Tributes have been paid to a woman who joined the NHS the year it was created and spent her life working in hospitals.

Mary Oliver, a volunteer and former employee at the Norfolk and Norwich University Hospital, died aged 94 in September.

Mrs Oliver joined the NHS in 1948 at the age of 21 and began her career as a medical secretary.

When she retired, after spending years working for the NHS, the amateur baker took up volunteering at the NNUH and spent 30 years helping patients and staff.

She was as much-valued member of the rheumatology department, carrying out administrative duties, accompanying patients to X-rays, collecting prescriptions, and making patients tea and coffee.

In an interview in 2017 to celebrate the 70th anniversary of the NHS, Mrs Oliver said she "loves to feel useful" and that she can "alleviate the workload from the staff".

In a tribute her family described how she regularly baked cakes for the security staff at the hospital and made "delicious marmalade".

They said: “Mary found her niche as the receptionist for the psychiatric outpatients clinic.

"Rumour has it that the consultants were very happy to have her there as by the time their patients had spent 20 minutes in the waiting area discussing their various problems over a cup of tea with Mary, the doctor’s job was already more than halfway done.

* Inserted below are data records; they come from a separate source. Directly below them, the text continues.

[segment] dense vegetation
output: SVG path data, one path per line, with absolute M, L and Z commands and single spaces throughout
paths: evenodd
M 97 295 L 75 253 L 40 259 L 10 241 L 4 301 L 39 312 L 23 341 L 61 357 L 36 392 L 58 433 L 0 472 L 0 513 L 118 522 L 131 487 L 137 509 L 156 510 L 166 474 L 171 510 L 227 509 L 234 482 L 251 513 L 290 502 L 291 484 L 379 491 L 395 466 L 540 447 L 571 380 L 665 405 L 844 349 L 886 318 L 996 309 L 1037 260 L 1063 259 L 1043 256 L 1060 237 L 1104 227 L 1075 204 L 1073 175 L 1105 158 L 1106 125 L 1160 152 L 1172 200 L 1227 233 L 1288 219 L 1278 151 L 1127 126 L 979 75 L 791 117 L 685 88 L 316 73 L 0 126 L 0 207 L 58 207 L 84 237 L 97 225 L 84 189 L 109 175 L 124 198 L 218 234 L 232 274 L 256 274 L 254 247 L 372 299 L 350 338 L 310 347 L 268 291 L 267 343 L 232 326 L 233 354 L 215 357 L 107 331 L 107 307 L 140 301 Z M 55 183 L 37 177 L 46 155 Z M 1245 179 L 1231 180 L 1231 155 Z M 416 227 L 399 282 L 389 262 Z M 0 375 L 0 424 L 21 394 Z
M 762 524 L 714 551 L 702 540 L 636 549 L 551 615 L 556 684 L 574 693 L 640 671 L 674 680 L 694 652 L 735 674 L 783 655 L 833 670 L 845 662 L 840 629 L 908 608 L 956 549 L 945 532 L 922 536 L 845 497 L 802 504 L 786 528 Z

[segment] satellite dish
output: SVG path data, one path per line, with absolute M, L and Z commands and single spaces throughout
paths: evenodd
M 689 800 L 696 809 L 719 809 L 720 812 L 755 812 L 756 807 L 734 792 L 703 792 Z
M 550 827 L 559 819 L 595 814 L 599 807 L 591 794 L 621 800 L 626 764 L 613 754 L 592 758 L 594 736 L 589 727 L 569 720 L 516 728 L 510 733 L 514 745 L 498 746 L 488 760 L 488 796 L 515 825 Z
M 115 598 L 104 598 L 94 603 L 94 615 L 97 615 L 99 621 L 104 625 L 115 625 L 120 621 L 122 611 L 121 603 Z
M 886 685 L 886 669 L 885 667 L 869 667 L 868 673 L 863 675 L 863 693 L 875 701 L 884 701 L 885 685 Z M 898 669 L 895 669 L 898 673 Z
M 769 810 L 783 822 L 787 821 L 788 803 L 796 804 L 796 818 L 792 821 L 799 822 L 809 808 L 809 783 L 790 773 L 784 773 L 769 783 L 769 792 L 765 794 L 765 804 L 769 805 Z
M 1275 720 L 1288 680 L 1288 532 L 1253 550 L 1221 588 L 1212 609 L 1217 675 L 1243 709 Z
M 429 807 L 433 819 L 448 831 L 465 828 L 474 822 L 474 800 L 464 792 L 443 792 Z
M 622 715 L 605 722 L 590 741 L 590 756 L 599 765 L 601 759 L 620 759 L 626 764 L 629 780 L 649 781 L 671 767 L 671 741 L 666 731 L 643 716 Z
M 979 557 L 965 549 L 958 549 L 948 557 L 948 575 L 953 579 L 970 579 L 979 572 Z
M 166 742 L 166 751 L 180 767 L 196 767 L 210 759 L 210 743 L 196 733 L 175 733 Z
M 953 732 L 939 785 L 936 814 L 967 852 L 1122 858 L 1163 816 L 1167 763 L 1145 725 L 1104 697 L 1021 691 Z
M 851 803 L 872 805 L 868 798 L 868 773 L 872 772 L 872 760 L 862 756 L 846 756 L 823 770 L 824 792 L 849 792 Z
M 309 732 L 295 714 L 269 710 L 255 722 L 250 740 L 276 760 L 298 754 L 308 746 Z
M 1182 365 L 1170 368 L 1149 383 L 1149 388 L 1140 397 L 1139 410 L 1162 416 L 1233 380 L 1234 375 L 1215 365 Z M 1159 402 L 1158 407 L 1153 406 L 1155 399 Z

"Oddly, Mary did have 'a very particular set of skills' domestically speaking – she knitted perfect fitted socks the old fashioned way on four needles, she made delicious marmalade and she baked an excellent fruit cake.

"Those cakes were regularly delivered to the security hut at the old NNUH, a blatant bribe in exchange for allowing her to sneak her Skoda into a spare corner of the consultants’ car park.

"Certainly Mary loved that hospital job and the people she worked with."

Mrs Oliver died at home on September 23, a stone's throw from where she was born, in the company of her son and the last of her rescue cats, Abbie.